Pijyan Alex, Zheng Qi, Hong Hyokyoung G, Li Yi
Department of Statistics and Probability, Michigan State University, East Lansing, MI 48824, USA.
Department of Bioinformatics and Biostatistics, University of Louisville, Louisville, KY 40202, USA.
Entropy (Basel). 2020 Aug 31;22(9):965. doi: 10.3390/e22090965.

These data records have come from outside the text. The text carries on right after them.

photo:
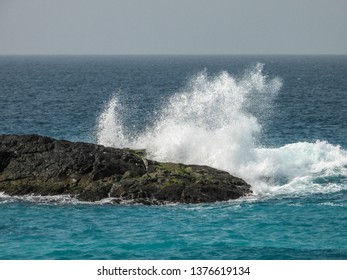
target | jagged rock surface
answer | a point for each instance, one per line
(33, 164)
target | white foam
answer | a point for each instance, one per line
(215, 121)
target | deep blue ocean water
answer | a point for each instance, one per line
(279, 122)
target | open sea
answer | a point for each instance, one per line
(278, 122)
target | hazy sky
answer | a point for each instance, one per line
(173, 26)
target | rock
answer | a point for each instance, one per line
(33, 164)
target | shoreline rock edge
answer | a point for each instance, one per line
(39, 165)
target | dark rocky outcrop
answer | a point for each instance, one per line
(33, 164)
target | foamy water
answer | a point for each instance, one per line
(215, 121)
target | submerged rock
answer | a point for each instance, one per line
(33, 164)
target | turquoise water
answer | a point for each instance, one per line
(281, 125)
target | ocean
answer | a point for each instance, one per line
(278, 122)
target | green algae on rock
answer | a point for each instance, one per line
(38, 165)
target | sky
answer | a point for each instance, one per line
(173, 27)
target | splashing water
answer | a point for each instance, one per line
(109, 129)
(215, 122)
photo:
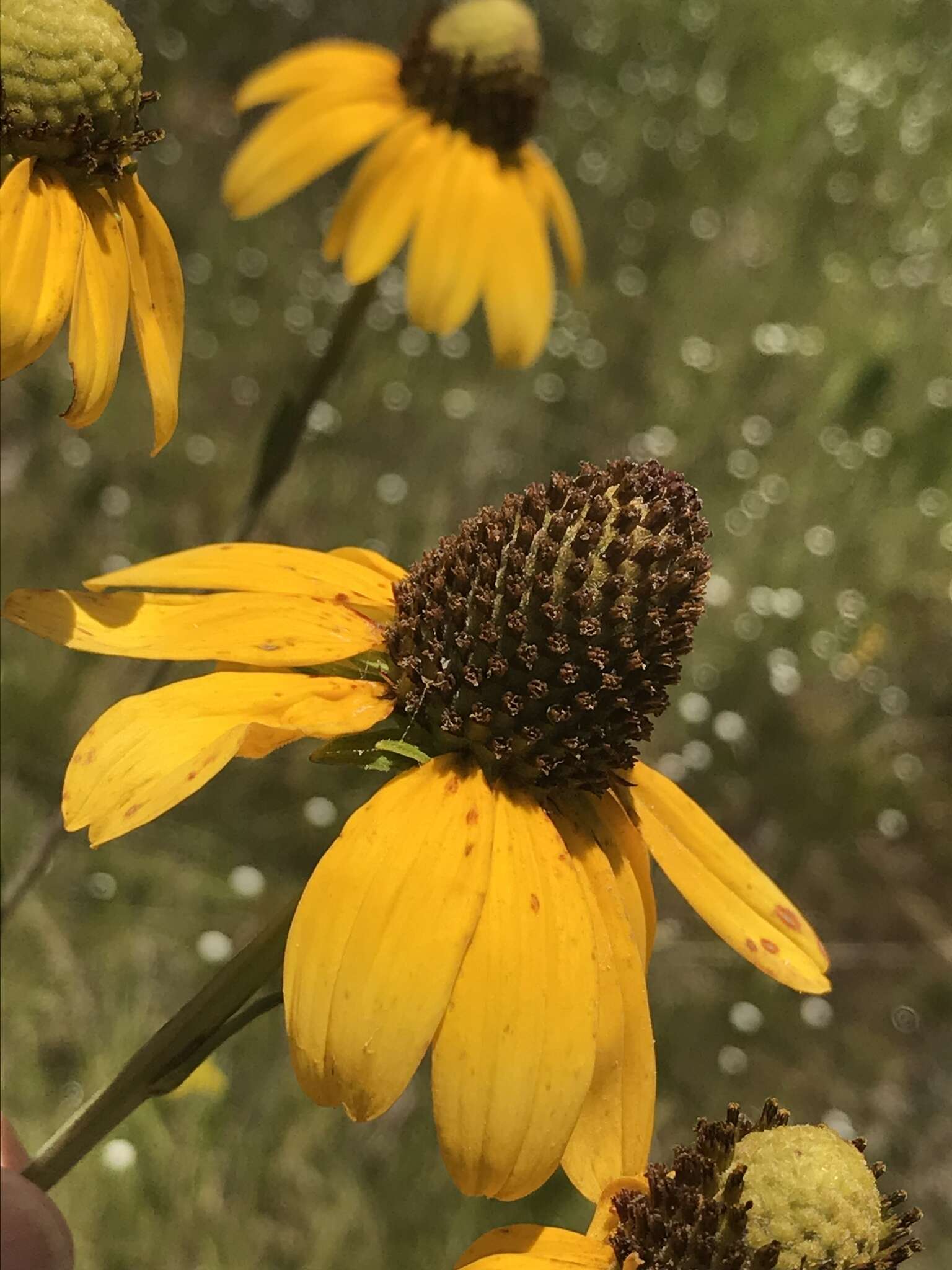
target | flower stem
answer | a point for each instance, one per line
(287, 424)
(173, 1053)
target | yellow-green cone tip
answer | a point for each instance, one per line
(71, 81)
(490, 33)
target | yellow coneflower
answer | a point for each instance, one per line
(495, 900)
(764, 1196)
(77, 233)
(454, 169)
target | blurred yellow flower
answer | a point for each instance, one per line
(454, 171)
(495, 900)
(77, 233)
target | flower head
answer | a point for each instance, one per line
(77, 233)
(763, 1196)
(454, 168)
(506, 683)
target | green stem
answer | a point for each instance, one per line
(173, 1053)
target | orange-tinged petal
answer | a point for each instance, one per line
(380, 933)
(716, 851)
(227, 626)
(258, 567)
(100, 306)
(513, 1059)
(519, 285)
(363, 69)
(614, 1130)
(149, 752)
(296, 144)
(560, 207)
(726, 912)
(539, 1246)
(157, 305)
(387, 155)
(41, 233)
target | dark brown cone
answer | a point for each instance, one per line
(545, 634)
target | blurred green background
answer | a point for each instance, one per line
(764, 193)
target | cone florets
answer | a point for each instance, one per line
(545, 634)
(764, 1197)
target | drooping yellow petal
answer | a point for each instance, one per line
(380, 933)
(513, 1059)
(41, 233)
(387, 155)
(367, 69)
(372, 561)
(560, 207)
(100, 306)
(299, 143)
(263, 567)
(716, 851)
(519, 286)
(149, 752)
(227, 626)
(535, 1248)
(447, 259)
(726, 912)
(157, 298)
(614, 1130)
(389, 210)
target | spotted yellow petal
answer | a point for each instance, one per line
(535, 1248)
(296, 144)
(157, 299)
(514, 1054)
(99, 309)
(559, 207)
(519, 286)
(41, 233)
(614, 1130)
(149, 752)
(380, 933)
(363, 69)
(262, 567)
(726, 912)
(220, 628)
(447, 259)
(716, 851)
(386, 158)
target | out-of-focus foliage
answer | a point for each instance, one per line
(765, 201)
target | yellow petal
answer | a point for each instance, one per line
(41, 231)
(726, 913)
(323, 64)
(220, 628)
(387, 155)
(299, 143)
(99, 309)
(716, 851)
(447, 260)
(380, 933)
(372, 561)
(614, 1132)
(519, 286)
(514, 1054)
(149, 752)
(539, 1246)
(559, 206)
(389, 210)
(157, 301)
(262, 567)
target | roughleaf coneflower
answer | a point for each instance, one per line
(452, 169)
(77, 233)
(747, 1196)
(494, 898)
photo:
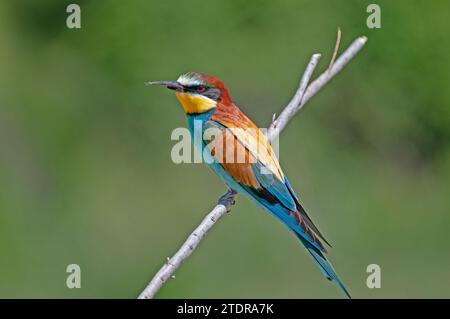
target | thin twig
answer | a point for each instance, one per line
(336, 49)
(303, 95)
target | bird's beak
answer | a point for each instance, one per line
(170, 85)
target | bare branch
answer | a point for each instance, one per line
(303, 95)
(336, 49)
(289, 111)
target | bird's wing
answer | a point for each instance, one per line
(241, 153)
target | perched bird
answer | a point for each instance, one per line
(257, 173)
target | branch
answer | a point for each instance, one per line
(304, 93)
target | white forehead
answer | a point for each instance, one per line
(187, 79)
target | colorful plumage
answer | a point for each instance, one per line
(241, 155)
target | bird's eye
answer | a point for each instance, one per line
(200, 88)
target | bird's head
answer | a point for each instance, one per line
(198, 93)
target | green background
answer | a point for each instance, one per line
(86, 175)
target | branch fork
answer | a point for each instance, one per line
(304, 93)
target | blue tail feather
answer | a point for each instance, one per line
(325, 266)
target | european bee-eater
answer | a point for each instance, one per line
(206, 101)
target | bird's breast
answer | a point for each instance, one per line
(195, 103)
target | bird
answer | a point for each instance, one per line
(256, 173)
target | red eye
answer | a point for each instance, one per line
(201, 88)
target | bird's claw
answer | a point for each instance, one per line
(227, 199)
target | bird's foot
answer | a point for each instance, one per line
(227, 199)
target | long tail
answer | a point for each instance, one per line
(324, 265)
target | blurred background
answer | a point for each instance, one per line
(86, 175)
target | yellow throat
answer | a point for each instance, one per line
(195, 104)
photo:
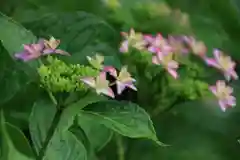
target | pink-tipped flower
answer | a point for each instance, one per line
(132, 39)
(178, 44)
(198, 47)
(96, 61)
(124, 48)
(223, 63)
(100, 84)
(123, 79)
(157, 43)
(31, 51)
(224, 95)
(166, 60)
(51, 45)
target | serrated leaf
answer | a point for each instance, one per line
(13, 35)
(128, 119)
(41, 118)
(13, 144)
(65, 146)
(96, 132)
(62, 144)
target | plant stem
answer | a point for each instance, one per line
(120, 147)
(50, 134)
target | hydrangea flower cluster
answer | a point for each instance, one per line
(164, 51)
(42, 48)
(101, 84)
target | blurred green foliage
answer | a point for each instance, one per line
(196, 130)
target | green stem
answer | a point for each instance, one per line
(120, 147)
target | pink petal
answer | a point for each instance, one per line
(111, 70)
(155, 60)
(148, 38)
(124, 47)
(212, 62)
(89, 81)
(213, 89)
(173, 64)
(222, 105)
(153, 49)
(120, 87)
(173, 73)
(102, 76)
(59, 51)
(231, 101)
(48, 51)
(217, 54)
(106, 91)
(234, 75)
(131, 85)
(28, 48)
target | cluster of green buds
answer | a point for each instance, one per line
(166, 52)
(57, 76)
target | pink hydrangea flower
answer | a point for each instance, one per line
(31, 51)
(224, 95)
(178, 44)
(124, 48)
(123, 79)
(96, 61)
(166, 59)
(198, 47)
(132, 39)
(223, 63)
(157, 43)
(100, 84)
(36, 50)
(51, 45)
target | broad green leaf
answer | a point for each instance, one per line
(126, 118)
(96, 132)
(62, 144)
(65, 146)
(12, 78)
(13, 35)
(72, 110)
(13, 144)
(82, 34)
(43, 115)
(40, 120)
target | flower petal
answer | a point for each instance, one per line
(213, 89)
(173, 73)
(120, 87)
(106, 91)
(111, 70)
(222, 105)
(124, 47)
(212, 62)
(217, 54)
(23, 56)
(155, 60)
(89, 81)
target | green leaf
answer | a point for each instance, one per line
(13, 35)
(65, 146)
(96, 132)
(72, 110)
(12, 77)
(44, 113)
(44, 126)
(126, 118)
(13, 144)
(40, 121)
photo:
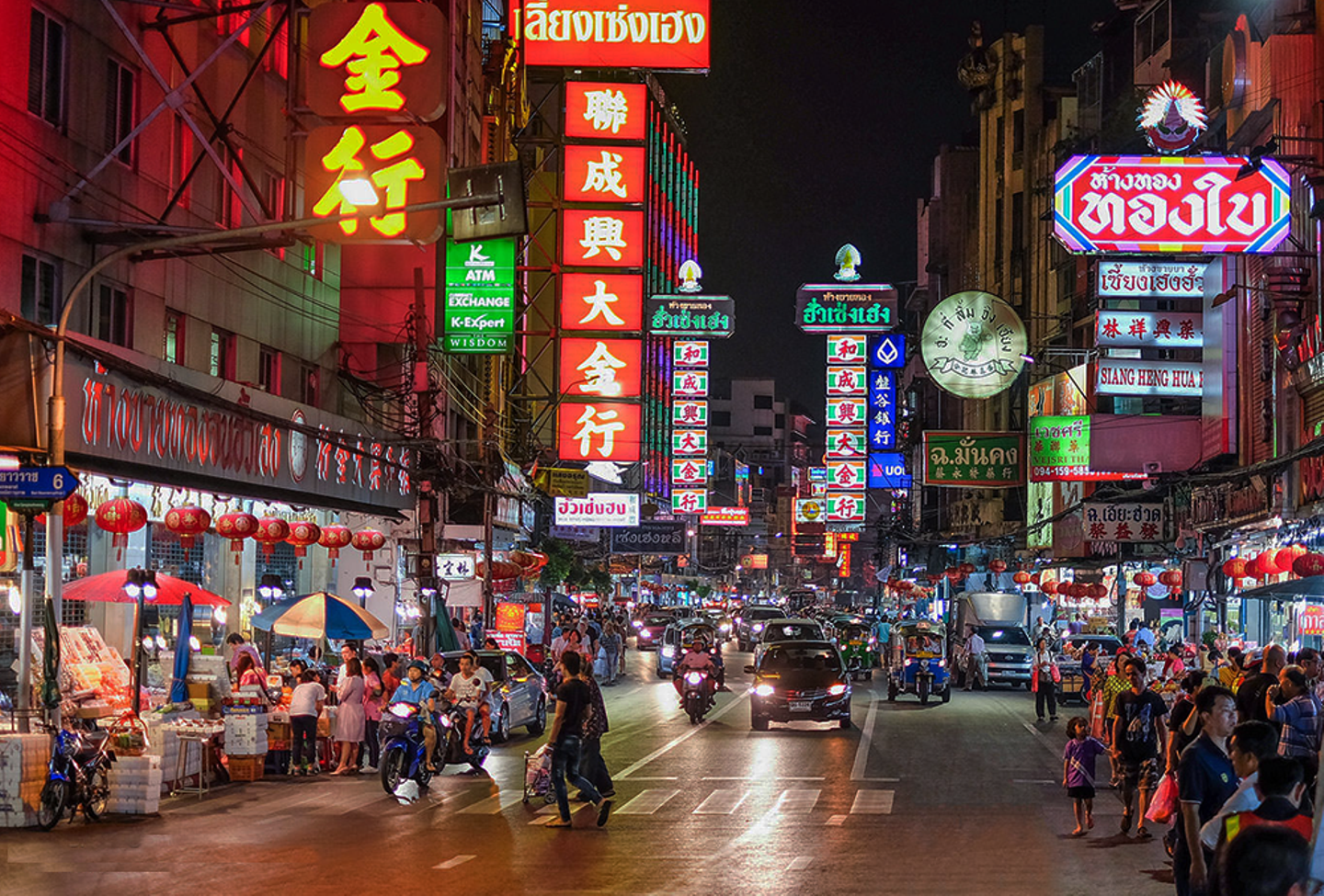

Predictive models play a central role in decision making. Penalized regression approaches, such as least absolute shrinkage and selection operator (LASSO), have been widely used to construct predictive models and explain the impacts of the selected predictors, but the estimates are typically biased. Moreover, when data are ultrahigh-dimensional, penalized regression is usable only after applying variable screening methods to downsize variables. We propose a stepwise procedure for fitting generalized linear models with ultrahigh dimensional predictors. Our procedure can provide a final model; control both false negatives and false positives; and yield consistent estimates, which are useful to gauge the actual effect size of risk factors. Simulations and applications to two clinical studies verify the utility of the method.
预测模型在决策中起着核心作用。惩罚回归方法,如最小绝对收缩和选择算子(LASSO),已被广泛用于构建预测模型并解释所选预测变量的影响,但估计通常存在偏差。此外,当数据是超高维时,惩罚回归只有在应用变量筛选方法来减少变量数量后才能使用。我们提出了一种用于拟合具有超高维预测变量的广义线性模型的逐步程序。我们的程序可以提供一个最终模型;控制假阴性和假阳性;并产生一致的估计,这对于衡量风险因素的实际效应大小很有用。对两项临床研究的模拟和应用验证了该方法的实用性。